THE GAS STATION is the first sign of human civilization that I see in hours. My drive began in Wisconsin and continued almost due east with precious little to break it up.

Not that I'm complaining. The stretch of I-90 that took me past Chicago was perhaps the most terrifying driving experience of my life. I got out of the city as quickly as I could and retreated to the wide open spaces of more Midwest farmland. I cut the drive in half, staying in a motel last night before continuing my journey today. My perilously empty gas tank is the only reason I'm happy to spot the gas station sitting just off of a lonely exit on the highway.

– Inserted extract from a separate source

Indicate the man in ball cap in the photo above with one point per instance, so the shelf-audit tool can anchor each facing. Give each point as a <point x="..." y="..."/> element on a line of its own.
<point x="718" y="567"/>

I get out and pop my gas tank open. I've just fitted the nozzle into the tank and started the pump when someone strolls out of the convenience store attached to the gas station. The guy gives me a quick, disinterested look, then heads for his truck, but I call out before he reaches it.

"Excuse me, do you know how far it is to the city?" I say.

The guy cocks his head to one side. "New York? Three or four hours, I think. Philly's a little less."

"Not New York or Philadelphia," I say. "Montridge."

The guy's eyebrows raise. "Montridge … New Jersey?"

"Yes, I'm headed to the university."

"That's not a city. It's barely a town when the university is on a break. Should be about three hours though. Maybe less if traffic is good."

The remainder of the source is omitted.